INDIANAPOLIS—The Federal Trade Commission is cracking down on fake reviews following a Call 6 Investigation exposing the problem.
Many consumers rely on reviews on Yelp, Google, Facebook and other apps when deciding where to take a vacation or which products to buy.
Some companies use fake reviews to paint a pretty picture and boost their bottom line, according to the FTC.
The FTC filed a lawsuit against Sunday Riley Modern Skincare, which sells cosmetics through Sephora and other retailers, alleging the CEO herself and other company managers created Sephora.com accounts and, posing as customers, wrote positive reviews for their own products and encouraged other company employees to do so.
When Sephora removed fake reviews coming from Sunday Riley’s IP address, they used a Virtual Private Network to hide their identity so the fake reviews could keep on coming, according to the FTC.
The feds reached a settlement with the company that says that it will be subject to civil penalties if it engages in similar deceptive conduct in the future.
Call 6 Investigates contacted Sunday Riley for comment and we are waiting to hear back.
The FTC says next time you plan to buy anything based on online reviews:
- Consider the source of the reviews before deciding to buy or pass. Reviews from trusted and impartial experts and organizations are likely worth more than a single customer review or one found on a website you’ve never heard of.
- Compare online reviews from more than one source. You can get a better idea about a company, product, or service from reading reviews on several types of websites, including retail or shopping comparison sites. Also check out trusted sites that specialize in reviewing products with expert reviews and comparisons.
A 2017 Call 6 Investigation found fake online reviews are fooling Indiana consumers.

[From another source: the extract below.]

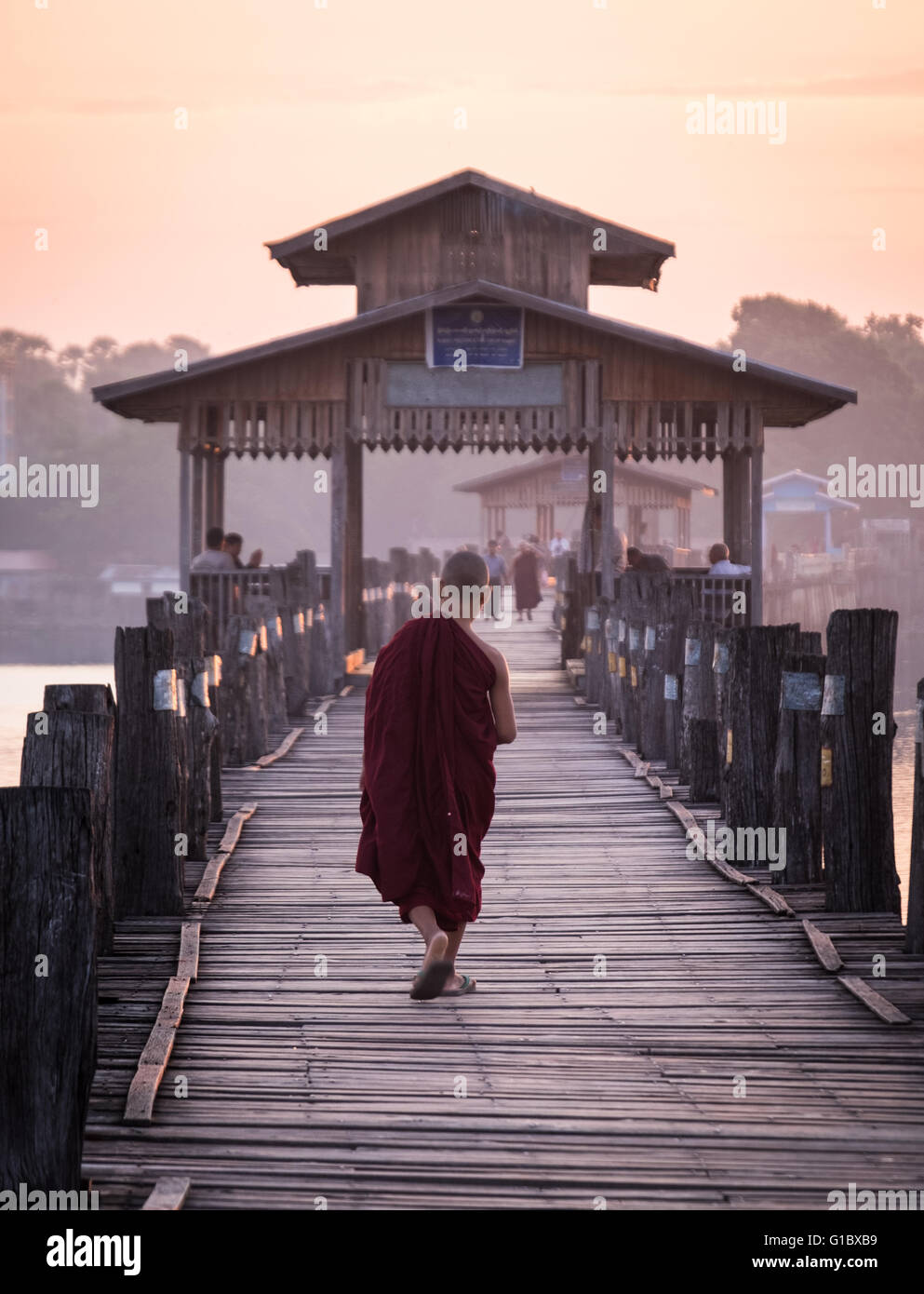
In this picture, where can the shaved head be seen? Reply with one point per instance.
(464, 570)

PREVIOUS | Phony reviews fooling Indiana consumers
RTV6 uncovered phony online accounts giving glowing reviews to Central Indiana businesses.

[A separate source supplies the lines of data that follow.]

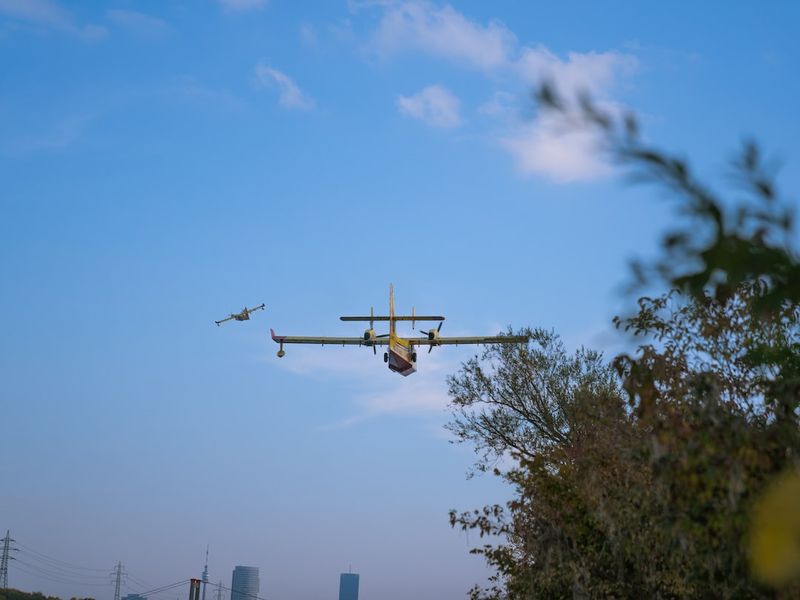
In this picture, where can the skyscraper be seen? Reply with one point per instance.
(244, 585)
(348, 586)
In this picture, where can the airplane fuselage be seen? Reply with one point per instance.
(402, 357)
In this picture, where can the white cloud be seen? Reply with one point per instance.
(290, 94)
(138, 23)
(308, 35)
(542, 144)
(242, 5)
(50, 14)
(443, 32)
(61, 136)
(434, 105)
(546, 146)
(376, 390)
(501, 105)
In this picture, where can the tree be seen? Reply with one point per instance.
(648, 476)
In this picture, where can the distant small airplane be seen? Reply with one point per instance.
(242, 316)
(401, 356)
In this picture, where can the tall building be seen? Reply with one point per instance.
(244, 585)
(348, 586)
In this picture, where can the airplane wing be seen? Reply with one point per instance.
(459, 340)
(327, 341)
(397, 318)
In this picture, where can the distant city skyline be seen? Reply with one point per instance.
(245, 584)
(348, 586)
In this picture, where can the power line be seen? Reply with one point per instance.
(58, 562)
(118, 573)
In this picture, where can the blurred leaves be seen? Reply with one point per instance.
(672, 472)
(775, 538)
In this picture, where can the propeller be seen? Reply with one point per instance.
(432, 336)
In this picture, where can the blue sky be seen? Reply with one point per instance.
(165, 163)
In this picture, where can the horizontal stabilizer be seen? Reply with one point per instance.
(398, 318)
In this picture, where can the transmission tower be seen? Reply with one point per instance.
(205, 575)
(6, 556)
(118, 574)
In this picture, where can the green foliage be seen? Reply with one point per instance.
(12, 594)
(640, 477)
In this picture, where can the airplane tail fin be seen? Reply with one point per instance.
(391, 309)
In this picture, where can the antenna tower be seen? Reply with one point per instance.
(205, 575)
(118, 574)
(7, 549)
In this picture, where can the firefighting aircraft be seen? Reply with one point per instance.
(402, 355)
(242, 316)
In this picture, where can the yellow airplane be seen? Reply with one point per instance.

Emilly Scott has reviewed businesses all over the country, including five star reviews for two Indianapolis companies -- Choice Dental Centre and Chem-Dry, a carpet cleaning business.
However, the profile is actually a fake, according to experts we spoke with.
Scott’s picture actually belongs to Carole Easton, head of the Young Women’s Trust in London.
Call 6 Investigates found other fake reviews as well, like Lori Jones’ review on Indy Cellular 4 Less.
However, the profile is a fake, and the picture is really a film actress.
The profile used to review at a south side appliance store is actually a stock photo used for fitness magazines.
Positive reviews can mean big business for companies, and some enlist reputation management companies to help boost their scores.
For consumers, checking reviews on Yelp, Facebook and Google can be a great way to help decide where to shop and which services providers to hire.
But watchdogs Jason Brown and Mike Blumenthal. have identified tens of thousands of fake profiles and reviews, and they’re working to weed them out.
“At Google, we see high volume abuses,” Blumenthal said. “They have not invested enough energy to keep up with the abuses in the marketplace. Recently, we’ve seen an uptick in large scale abuses from centralized companies selling reviews and they haven’t kept up.”
Blumenthal is the chief review officer at GetFiveStars.com, a platform that helps companies gather customer feedback.
“In certain areas, like moving and pest control, locksmiths, roofing, in those industries it’s much more prevalent,” Blumenthal said. “I would say as high as 5 to 10 percent of the reviews are fake in those industries.”
Brown said he found fake reviews in the health care industry as well.
"I'm kind of surprised at some of the services I'm seeing,” Brown said. “When you start seeing doctors, optometrists, dentists; that's a little scarier. Consumers aren't going to be able to know who to trust or what to trust."
None of the Indianapolis businesses we found with fake reviews would talk to Call 6 Investigates on camera.
Google removes reviews that violate their policy.
If a user finds a review that he believes is fake, they can flag it for removal.
Google then assesses and possibly removes the review from the business listing.
Google provided the following statement to Call 6 Investigates:
Spammers and others with negative intent are a problem for consumers, businesses and technology companies that provide local business information. We’re always working on new and better ways to fight these issues and keep our information up to date. We use automated systems to detect for spam and fraud, but we tend not to share details behind our processes to avoid tipping off spammers or others with bad intent.
Tracking down who's really behind these profiles, because getting the phony’s IP address would typically involve a court order.
Your best protection is to be an informed consumer.
“Dig into some of those profiles to make sure they smell right,” Blumenthal said.
Many of the fake profiles will review businesses all over the U.S. or go overboard for one business.
You should also read the negative reviews, not just the good ones.
“Quite frequently the businesses have negative reviews and they pay for positive reviews to sort of drown those out,” Blumenthal said.
Also, before you spend your hard earned money, read reviews in multiple locations and talk to the business directly.